(You can choose or or both)

Wednesday, November 22, 2006

Excel CSV UTF-8 unicode accents characters


(Désolé, encore un article technique, en compensation - une photo de 'stinguette prise ce matin. J'expérimente aussi avec les 'catégories' dans ce blog - vous verrez que cet article est 'techno'; alors technophobes s'abstenir).

(Sorry, another technical post. But at least this time there's a photo of Little My, taken this morning. I'm also experimeting with 'labels' on this blog - you will notice that this one is 'Techno' - though not of the musical sort).

(UPDATE 2008-09-05: This is by far the most read post on my blog. Leave a little comment for me if you find it useful, I like to hear your stories)
Hello, welcome to my blog if you came here searching in desperation for a solution to a stupid problem.

The problem is that Excel won't correctly interpret accents in a csv file with utf-8 encoding. So the following csv:
id;name
4;Hélène

Looks like this when opened in Excel:
id name
4 Hélène

Do you want to know the solution?
Do you really really want to know?
Are you prepared to abandon all coding niceties and foibles about doing things the right way?

The solution (the only one that I have found/worked after trawling through lots of google) is to save your data as html, but to give the file a .xls extension.

Don't ask me why, but despite being flummoxed by the csv, Excel is smart enough to eat the html, accents and all.

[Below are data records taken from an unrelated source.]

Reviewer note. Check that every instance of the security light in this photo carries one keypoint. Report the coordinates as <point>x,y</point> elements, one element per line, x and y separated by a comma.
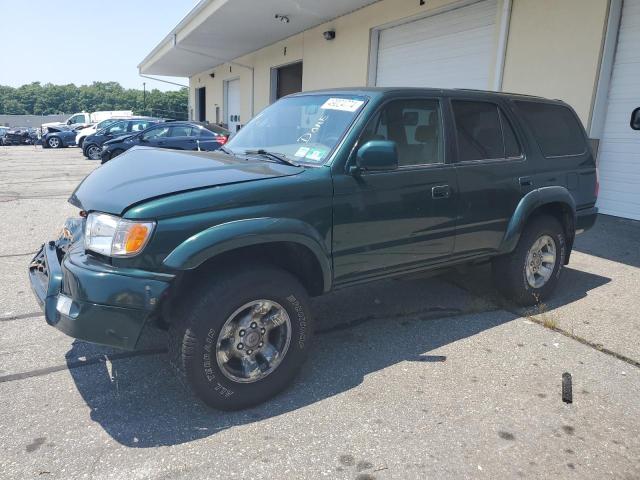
<point>329,34</point>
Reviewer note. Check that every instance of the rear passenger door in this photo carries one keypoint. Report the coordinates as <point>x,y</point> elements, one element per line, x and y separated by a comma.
<point>492,174</point>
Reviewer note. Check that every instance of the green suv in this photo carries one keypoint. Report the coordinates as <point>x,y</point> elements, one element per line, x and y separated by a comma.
<point>319,191</point>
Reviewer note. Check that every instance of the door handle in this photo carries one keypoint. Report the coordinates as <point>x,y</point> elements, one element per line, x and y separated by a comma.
<point>440,191</point>
<point>525,181</point>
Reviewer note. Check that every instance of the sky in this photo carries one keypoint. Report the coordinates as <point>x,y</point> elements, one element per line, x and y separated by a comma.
<point>82,42</point>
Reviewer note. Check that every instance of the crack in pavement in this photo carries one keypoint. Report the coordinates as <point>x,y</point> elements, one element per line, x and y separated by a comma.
<point>424,314</point>
<point>508,307</point>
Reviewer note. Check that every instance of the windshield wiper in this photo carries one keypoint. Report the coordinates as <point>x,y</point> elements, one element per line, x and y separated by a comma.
<point>278,157</point>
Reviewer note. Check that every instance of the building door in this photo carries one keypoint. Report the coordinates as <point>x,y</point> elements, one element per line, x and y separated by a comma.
<point>453,49</point>
<point>286,80</point>
<point>233,104</point>
<point>619,151</point>
<point>201,105</point>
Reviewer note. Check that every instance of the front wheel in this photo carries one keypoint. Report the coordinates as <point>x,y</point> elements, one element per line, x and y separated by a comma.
<point>529,274</point>
<point>243,337</point>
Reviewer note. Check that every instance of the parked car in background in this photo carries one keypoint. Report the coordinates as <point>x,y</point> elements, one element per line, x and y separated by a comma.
<point>58,137</point>
<point>320,191</point>
<point>173,135</point>
<point>92,145</point>
<point>21,136</point>
<point>85,132</point>
<point>86,119</point>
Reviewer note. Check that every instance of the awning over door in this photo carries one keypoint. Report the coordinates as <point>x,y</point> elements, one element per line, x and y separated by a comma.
<point>216,31</point>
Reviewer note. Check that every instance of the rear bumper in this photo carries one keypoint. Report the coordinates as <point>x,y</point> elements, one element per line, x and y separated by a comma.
<point>586,218</point>
<point>92,301</point>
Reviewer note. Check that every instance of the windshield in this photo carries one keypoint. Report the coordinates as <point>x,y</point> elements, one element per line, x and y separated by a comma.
<point>304,129</point>
<point>105,123</point>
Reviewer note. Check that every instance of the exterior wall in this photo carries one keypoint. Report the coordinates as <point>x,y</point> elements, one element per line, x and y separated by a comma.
<point>553,50</point>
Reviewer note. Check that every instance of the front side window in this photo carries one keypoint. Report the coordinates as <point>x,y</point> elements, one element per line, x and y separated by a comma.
<point>118,127</point>
<point>414,125</point>
<point>305,128</point>
<point>139,125</point>
<point>182,131</point>
<point>555,127</point>
<point>483,132</point>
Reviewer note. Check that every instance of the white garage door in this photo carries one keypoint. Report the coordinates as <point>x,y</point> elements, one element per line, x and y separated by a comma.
<point>619,154</point>
<point>454,49</point>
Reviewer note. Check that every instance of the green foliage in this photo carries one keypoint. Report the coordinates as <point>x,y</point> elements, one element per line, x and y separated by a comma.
<point>38,99</point>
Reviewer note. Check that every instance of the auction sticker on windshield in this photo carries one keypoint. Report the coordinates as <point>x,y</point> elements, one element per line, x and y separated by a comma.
<point>344,104</point>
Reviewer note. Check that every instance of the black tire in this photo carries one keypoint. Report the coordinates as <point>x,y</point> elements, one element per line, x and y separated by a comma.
<point>54,142</point>
<point>510,271</point>
<point>194,335</point>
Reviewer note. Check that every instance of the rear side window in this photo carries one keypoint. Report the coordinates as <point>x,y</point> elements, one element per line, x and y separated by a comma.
<point>483,132</point>
<point>555,127</point>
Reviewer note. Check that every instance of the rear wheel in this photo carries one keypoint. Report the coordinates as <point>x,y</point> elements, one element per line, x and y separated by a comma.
<point>529,274</point>
<point>54,142</point>
<point>243,337</point>
<point>92,152</point>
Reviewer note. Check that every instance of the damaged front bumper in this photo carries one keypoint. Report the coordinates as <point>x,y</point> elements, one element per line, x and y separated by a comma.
<point>91,300</point>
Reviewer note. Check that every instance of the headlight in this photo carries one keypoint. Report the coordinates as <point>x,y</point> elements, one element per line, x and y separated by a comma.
<point>114,236</point>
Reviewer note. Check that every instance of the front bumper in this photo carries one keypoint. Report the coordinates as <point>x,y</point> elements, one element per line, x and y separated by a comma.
<point>91,300</point>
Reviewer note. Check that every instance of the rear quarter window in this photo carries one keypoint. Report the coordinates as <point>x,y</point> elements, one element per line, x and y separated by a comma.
<point>555,127</point>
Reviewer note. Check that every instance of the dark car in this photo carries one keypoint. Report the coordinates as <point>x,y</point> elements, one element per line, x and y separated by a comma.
<point>320,191</point>
<point>59,137</point>
<point>174,135</point>
<point>21,136</point>
<point>92,145</point>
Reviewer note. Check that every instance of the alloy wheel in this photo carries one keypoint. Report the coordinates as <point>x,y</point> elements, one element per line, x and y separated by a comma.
<point>253,341</point>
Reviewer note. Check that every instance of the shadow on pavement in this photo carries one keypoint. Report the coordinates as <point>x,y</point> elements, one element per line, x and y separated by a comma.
<point>612,238</point>
<point>140,403</point>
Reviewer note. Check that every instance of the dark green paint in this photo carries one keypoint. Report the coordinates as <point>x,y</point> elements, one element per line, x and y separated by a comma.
<point>359,223</point>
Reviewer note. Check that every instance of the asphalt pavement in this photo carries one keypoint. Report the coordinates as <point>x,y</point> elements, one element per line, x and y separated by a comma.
<point>414,377</point>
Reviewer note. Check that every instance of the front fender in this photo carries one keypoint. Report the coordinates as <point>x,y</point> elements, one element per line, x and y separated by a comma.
<point>243,233</point>
<point>528,204</point>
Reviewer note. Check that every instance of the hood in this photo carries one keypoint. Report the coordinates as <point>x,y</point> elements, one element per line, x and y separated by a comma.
<point>143,173</point>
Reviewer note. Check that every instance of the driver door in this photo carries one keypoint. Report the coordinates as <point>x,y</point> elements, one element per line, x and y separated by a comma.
<point>397,220</point>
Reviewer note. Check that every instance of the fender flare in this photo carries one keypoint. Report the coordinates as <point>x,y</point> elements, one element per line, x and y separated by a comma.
<point>228,236</point>
<point>529,203</point>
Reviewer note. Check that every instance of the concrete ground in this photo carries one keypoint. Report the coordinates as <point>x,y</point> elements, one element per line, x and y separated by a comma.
<point>410,378</point>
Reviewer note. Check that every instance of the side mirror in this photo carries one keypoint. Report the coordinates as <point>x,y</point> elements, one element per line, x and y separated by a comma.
<point>635,119</point>
<point>377,155</point>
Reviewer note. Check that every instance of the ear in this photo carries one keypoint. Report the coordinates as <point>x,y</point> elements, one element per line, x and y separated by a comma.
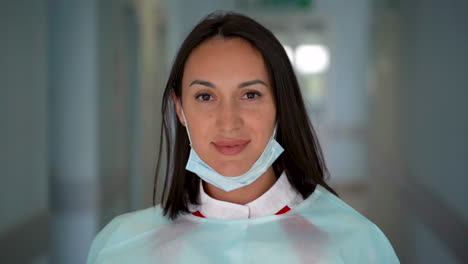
<point>178,108</point>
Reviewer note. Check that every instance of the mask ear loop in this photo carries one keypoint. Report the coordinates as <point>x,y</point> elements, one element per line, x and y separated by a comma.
<point>186,123</point>
<point>275,129</point>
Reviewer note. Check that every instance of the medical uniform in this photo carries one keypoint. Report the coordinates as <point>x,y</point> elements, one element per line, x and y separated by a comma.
<point>278,227</point>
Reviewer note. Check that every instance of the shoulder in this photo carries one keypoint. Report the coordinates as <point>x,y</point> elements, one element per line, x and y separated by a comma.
<point>357,237</point>
<point>126,227</point>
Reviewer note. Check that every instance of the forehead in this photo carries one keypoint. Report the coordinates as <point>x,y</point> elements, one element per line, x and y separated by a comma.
<point>224,59</point>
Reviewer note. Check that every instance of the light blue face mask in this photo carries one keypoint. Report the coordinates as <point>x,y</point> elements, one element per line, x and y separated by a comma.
<point>228,183</point>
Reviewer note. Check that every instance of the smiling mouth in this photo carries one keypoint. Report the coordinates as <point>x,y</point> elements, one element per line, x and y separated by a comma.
<point>232,147</point>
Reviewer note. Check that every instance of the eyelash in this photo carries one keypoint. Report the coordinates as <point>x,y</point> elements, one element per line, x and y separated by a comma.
<point>201,95</point>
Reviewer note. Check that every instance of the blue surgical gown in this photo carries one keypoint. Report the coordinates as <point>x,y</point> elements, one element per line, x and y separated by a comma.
<point>322,229</point>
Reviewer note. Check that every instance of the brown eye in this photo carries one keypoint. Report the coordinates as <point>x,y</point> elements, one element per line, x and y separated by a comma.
<point>251,95</point>
<point>204,97</point>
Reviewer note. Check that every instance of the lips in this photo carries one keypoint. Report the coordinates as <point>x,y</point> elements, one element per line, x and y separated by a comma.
<point>231,147</point>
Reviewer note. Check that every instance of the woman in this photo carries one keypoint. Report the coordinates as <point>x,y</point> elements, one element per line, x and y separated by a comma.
<point>245,178</point>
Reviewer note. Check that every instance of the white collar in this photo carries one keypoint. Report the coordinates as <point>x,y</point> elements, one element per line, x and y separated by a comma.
<point>281,194</point>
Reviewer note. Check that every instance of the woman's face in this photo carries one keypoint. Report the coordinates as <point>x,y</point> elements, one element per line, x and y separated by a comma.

Here is an example of the same data - with the necessary charset declaration.
<html>
<meta http-equiv="Content-Type" content="text/html" charset="utf-8" />
<table>
<tr>
<th>id</th>
<th>name</th>
</tr>
<tr>
<td>4</td>
<td>Hélène</td>
</tr>
</table>
</html>

You can even do a bit of styling on the results:
<style>
table, td, th {border:solid black}
table {border-collapse:collapse;border-width:0 0.5pt 0.5pt 0}
td, th {border-width:0.5pt 0 0 0.5pt}
</style>

[Postscript for Anonymous (in comments below) - if using Notepad or equivalent, you have to Save As UTF-8, otherwise it won't work.]

7 comments yet :

Anonymous said...

I tried this by copying ur html into a file called test.xls and opened in excel but it does not show the accentuated characters correctly

Anonymous said...

Thanks for your reply. BTW, after trail and error of your html snippet, I found that if you change the charset="Unicode" instead of "UTF-8" excel was able to read that html and show the data correctly.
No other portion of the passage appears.